A landlord and tenant relationship can be a stressful relationship solely based on its nature. The tenant is looking for a place to call home and the landlord is looking for a profit. These two desires can be aligned, however, sometimes a landlord in search of profits must sell his investment to recoup his full benefit.

So what happens to a tenant when a landlord sells the property? State property law largely determines this answer. Meaning, when looking to determine what will happen to your living situation when your landlord sells is something that you will need to look to state statutes to figure out. Here in Florida, the Landlord must give notice, however, the amount of notice needed is dependent on the duration of the rental agreement between the landlord and tenant. Under Fla. Stat. 83.46, if the duration is not stated the period of the lease is based on when rent is paid. For example, if your lease is a month-to-month lease, it is only required that the tenant be given 15-days written notice. Fla. Stat. 83.57(3). The only requirement for the notice is covered in 83.56(4), which states that the notice shall be delivered by mail, personal delivery, or left at the residence.

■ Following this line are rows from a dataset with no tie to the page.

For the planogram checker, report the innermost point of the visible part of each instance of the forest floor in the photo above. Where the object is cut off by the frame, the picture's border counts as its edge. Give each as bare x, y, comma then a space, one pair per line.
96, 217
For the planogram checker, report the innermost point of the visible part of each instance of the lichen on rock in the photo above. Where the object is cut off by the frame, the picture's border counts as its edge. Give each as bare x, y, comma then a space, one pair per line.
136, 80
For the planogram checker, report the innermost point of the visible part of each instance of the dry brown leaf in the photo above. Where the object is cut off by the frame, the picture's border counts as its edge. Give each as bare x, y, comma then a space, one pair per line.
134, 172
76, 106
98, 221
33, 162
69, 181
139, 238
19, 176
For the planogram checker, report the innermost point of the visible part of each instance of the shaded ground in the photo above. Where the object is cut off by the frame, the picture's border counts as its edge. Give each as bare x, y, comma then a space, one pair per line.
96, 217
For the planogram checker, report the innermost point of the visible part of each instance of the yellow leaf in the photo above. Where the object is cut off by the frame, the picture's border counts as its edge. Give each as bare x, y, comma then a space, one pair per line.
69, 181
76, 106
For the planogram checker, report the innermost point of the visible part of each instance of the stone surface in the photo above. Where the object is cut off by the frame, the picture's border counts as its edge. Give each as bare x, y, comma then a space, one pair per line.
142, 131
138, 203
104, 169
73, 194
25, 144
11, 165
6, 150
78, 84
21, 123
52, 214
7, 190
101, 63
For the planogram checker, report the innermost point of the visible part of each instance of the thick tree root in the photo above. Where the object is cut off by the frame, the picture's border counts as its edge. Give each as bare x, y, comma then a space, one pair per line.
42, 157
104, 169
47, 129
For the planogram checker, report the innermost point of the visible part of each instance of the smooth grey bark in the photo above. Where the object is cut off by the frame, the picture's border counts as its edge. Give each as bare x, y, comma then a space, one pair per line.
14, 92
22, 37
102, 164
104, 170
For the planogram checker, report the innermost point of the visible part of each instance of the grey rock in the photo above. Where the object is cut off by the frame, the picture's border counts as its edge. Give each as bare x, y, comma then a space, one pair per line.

The rights of a tenant under a set term lease, the ordinary one-year lease, for example, are more numerous. Under a set term lease, the current landlord must transfer the deposit and any rents taken held to the new property owner. This means that the new landlord cannot require the tenant to deposit more money or disregard previous month’s payments. Fla. Stat. 83.49. Furthermore, the original landlord does not have the right to sell something that he currently does not have, the right to occupy the property which is the right of the leaseholder until the lease expires. Thus, the lease is passed on to the new landlord in its full form, and the tenant has the right to occupy the property until the end of the lease agreement.